E no, non è una moda passeggera.
Nuovo modo di cercare
Quando cerchi qualcosa su ChatGPT, Perplexity o Google AI Overviews… noti che spesso non clicchi su nessun link. L’AI ti risponde direttamente.
Questo cambia tutto per chi fa marketing online.
La SEO ti metteva in cima a una lista di risultati. La GEO (Generative Engine Optimization) ti mette dentro la risposta dell’AI.
Non sei più un link tra dieci. Sei la fonte che l’AI ha scelto di citare.

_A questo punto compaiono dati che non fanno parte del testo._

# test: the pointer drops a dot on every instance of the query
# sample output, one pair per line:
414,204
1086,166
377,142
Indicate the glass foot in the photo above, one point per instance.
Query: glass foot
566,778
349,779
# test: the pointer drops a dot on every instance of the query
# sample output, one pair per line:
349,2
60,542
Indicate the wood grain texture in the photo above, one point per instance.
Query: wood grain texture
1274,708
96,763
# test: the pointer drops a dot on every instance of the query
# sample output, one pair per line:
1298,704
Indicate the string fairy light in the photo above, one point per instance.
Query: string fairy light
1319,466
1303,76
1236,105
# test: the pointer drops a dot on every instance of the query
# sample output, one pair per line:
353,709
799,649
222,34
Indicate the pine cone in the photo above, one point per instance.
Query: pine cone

Il cambio di paradigma è profondo:
▸ Prima: ottimizzavi per algoritmi di ranking ▸ Ora: ottimizzi per essere riconosciuto come autorevole dal ragionamento dell’AI
Non si tratta più di keyword density o backlink. Si tratta di reputazione computazionale.
Concretamente, cosa fa la differenza nella GEO?
✦ Contenuti che rispondono in modo diretto e netto alle domande degli utenti
✦ Dati originali, ricerche, statistiche proprietarie
✦ Struttura chiara, schema markup, dati strutturati
✦ Presenza coerente su Wikipedia, Wikidata, fonti autorevoli
✦ Autori identificabili, trasparenza editoriale, E-E-A-T solido
In una parola: qualità vera, non ottimizzazione furba.
La cosa che trovo più interessante?
Chi ha sempre fatto content marketing serio — con rigore, dati, autorevolezza — parte avvantaggiato. Chi ha costruito visibilità solo con trucchi tecnici deve ricominciare da capo.
La GEO premia chi ha sempre fatto le cose per bene.
SEO e GEO non si escludono, si completano. Ma chi non inizia a ragionare in ottica GEO oggi rischia di essere invisibile domani — non sui motori di ricerca, ma nelle risposte che l’AI darà ai tuoi potenziali clienti.
Stai già lavorando su questo? Curiosi di sapere da dove iniziare?